When veteran news executive Wanda Lloyd retired from daily newspaper work in 2012, she decided against leaving more than 40 years of experience on the shelf to gather dust. A few months after exiting her position as executive editor of the Montgomery Advertiser, Lloyd began her new role as chair of the mass communications department at Savannah State University in Georgia.

“I wanted a different and new challenge,” says Lloyd, who also serves as an assistant professor. “I felt I could bring some knowledge and resources to the students and school [that they] may not have had access to” in the past.

Lloyd’s transition from a ranking position in the newsroom to one in the classroom is just one example that is becoming increasingly common. These days, more seasoned journalists are finding their place in a community that has historically snubbed them — academia.

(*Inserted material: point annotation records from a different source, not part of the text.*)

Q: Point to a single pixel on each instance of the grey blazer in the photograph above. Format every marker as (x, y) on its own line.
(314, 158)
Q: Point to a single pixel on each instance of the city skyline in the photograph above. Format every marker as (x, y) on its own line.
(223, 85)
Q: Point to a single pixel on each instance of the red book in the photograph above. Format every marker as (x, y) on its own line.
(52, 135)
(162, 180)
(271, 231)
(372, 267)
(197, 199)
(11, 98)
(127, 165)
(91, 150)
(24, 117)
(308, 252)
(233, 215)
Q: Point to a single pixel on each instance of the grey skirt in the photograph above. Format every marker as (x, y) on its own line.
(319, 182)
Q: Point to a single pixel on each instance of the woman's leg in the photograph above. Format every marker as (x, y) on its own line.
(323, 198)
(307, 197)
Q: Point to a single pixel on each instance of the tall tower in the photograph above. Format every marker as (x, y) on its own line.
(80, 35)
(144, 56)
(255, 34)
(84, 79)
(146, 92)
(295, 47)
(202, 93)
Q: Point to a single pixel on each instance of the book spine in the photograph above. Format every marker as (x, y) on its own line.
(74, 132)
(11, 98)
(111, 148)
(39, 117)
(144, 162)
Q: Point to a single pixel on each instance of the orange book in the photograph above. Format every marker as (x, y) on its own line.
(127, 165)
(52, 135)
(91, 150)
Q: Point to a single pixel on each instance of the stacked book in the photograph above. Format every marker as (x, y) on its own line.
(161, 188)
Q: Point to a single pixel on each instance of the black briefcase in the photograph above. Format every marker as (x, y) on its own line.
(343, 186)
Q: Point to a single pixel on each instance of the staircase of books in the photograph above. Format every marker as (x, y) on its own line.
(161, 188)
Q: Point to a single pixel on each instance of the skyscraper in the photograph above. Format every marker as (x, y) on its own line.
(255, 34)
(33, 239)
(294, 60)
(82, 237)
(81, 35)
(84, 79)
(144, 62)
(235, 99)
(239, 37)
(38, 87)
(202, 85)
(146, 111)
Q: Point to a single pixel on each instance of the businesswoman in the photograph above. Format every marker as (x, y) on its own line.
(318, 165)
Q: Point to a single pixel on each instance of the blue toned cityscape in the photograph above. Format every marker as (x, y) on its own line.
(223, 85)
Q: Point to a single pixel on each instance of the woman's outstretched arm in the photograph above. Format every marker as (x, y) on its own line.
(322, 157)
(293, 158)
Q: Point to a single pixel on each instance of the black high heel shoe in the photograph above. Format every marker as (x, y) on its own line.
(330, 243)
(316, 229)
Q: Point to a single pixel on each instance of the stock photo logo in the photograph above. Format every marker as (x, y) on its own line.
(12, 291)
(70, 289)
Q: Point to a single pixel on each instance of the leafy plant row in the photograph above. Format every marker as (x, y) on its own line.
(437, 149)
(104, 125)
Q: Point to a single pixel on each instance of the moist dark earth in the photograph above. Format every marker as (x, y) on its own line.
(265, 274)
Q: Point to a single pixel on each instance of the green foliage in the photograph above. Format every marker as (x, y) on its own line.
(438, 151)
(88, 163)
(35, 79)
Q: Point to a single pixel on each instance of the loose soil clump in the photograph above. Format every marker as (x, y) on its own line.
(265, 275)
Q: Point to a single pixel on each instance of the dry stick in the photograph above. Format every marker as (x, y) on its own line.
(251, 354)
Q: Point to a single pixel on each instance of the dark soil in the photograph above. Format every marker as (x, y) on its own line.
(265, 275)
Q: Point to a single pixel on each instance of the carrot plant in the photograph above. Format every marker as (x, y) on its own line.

Howard, Morgan State, Florida A&M, North Texas State, Hampton and Savannah State universities are leading the pack of institutions that have recruited seasoned journalists and news executives within the past year for positions in their departments of journalism and/or communication as deans or department chairs.

“The universities are beginning to realize great academics teach theory and great practitioners teach the how,” says DeWayne Wickham, chair of the new School of Global Journalism and Communications at Morgan State. “The academic community is recognizing to be competitive, they have to be capable of helping these kinds [of students] become talented practitioners.”

Learning from experience

Wickham says he has tried to form a faculty at the School of Global Journalism and Communications that possesses the skills and firepower from an industry that has changed dramatically since his days as a journalism student at the University of Maryland, where he got his start more than 30 years ago as state editor for The Diamondback, the independent student paper at the university.